March 10, 2025 09:13 GMT
EM CEEMEA CREDIT: ALDAR: mandate 10Y USD Green Sukuk and FV
EM CEEMEA CREDIT
Aldar Investment Properties (ALDAR: Baa1/-/-)
“MANDATE: Aldar Investment Properties $500m WNG 10Y Green Reg S Sukuk” – BBG
FV @ 5.25% area or T+100bp (z+142bp)
- Aldar Investment Properties LLC (the Sukuk format issuing vehicle for parent Aldar Investment Properties, ALDAR) has mandated banks for investor call and meetings ahead of a senior unsecured Green Sukuk new issue deal, indicating a 10Y tenor with USD500mn size (WNG). We sketch our FV considerations based on the limited information available. We mainly look at ALDAR seasoned bonds, with some reference to similarly shaped peer EMAAR (Baa2/BBB/-) and steeper relevant sovereign curves. We anchor our analysis vs ALDAR’s previous senior deal issuance back in May ’24. To put things in perspective, ALDAR spreads have been rather stable in a widening spread context (see chart below). We add 5bp to the seasoned May34s charting @ z+137bp for curve extension, deriving FV @ z+142bp or T+100bp at 5.25% yield area. That is a 25bp premium to higher rated, recently launched RAKS (-/A/A+) 5 Mar35 @ z+117bp (issued @ T+80bp or z+120bp).
- A leading market position within UAE with strong land bank and concentrated development backlog in less volatile Abu Dhabi RE market coupled with a well-diversified product mix (property development via Aldar Properties and property portfolio management through Aldar Investment Properties LLC subsidiary) contribute favourably to ALDAR’s credit assessment. Mitigating factors constraining the ratings relate to geographic concentration, as well as volatility from the property development side of the business.
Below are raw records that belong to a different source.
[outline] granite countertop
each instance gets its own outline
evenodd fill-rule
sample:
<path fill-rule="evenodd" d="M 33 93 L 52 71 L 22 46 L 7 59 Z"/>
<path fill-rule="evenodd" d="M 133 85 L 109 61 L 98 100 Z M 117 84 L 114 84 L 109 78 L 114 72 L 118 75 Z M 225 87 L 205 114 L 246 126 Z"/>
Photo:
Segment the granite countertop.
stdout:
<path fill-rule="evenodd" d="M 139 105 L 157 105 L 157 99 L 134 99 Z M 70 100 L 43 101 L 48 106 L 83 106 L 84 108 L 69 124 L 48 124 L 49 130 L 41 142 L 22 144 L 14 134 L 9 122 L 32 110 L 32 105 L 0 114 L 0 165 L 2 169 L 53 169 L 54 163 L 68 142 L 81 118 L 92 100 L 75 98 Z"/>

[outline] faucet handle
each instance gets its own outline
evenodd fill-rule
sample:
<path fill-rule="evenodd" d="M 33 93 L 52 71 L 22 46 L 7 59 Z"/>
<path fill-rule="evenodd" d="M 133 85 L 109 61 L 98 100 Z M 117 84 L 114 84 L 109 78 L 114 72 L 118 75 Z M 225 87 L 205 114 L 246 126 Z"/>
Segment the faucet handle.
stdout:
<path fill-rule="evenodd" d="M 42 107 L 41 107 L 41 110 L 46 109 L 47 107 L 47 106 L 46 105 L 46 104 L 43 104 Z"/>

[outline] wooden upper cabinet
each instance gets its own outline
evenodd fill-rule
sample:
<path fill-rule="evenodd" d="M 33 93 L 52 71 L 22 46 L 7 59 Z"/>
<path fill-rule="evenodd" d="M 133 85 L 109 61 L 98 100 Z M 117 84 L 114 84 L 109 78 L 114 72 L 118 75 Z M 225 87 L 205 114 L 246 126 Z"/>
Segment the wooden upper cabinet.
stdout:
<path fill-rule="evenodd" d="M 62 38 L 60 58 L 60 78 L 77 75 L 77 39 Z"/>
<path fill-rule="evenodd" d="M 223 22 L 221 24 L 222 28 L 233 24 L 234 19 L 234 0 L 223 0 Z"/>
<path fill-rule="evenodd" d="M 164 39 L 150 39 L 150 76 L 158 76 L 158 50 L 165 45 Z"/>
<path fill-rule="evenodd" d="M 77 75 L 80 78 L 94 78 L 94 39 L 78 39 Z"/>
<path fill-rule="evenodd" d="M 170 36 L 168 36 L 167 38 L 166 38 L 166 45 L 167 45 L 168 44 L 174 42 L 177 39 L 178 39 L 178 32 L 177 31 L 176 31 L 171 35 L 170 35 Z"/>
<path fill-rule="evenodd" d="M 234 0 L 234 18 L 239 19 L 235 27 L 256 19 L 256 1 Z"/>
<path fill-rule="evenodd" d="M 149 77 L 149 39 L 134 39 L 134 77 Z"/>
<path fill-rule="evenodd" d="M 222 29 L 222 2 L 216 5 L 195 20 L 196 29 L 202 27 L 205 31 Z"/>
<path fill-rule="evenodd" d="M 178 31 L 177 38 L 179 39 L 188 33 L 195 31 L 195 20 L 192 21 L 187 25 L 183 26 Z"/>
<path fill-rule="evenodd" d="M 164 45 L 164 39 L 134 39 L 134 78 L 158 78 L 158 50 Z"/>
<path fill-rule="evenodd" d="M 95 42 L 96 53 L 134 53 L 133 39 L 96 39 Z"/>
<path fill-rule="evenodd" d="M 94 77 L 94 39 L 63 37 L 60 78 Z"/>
- ALDAR reported solid FY24 results as it continues to see good demand from international and expat buyers attracted by its premium development offering. Rev’s at AED 23bn beat, boosted by both development revenues +90% YoY to AED15.7bn and investments +21% YoY to AED7bn. EBITDA was reported +51% YoY at AED 7.7bn, with net profit +47% YoY at AED6.5bn. Strong capital structure, with cash and equiv. of AED15bn and modest leverage with net debt to EBITDA at 0.8x with modest debt maturity profile. The Co.’s backlog stands at AED54.6bn, with UAE accounting for AED45.9bn. Backlog should suffice for the next 2-3 years of revenues. We don’t think the short-dated nature of the back log is a problem given the state owns a stake in the ALDAR and the Co.’s strategic role in developing UAE.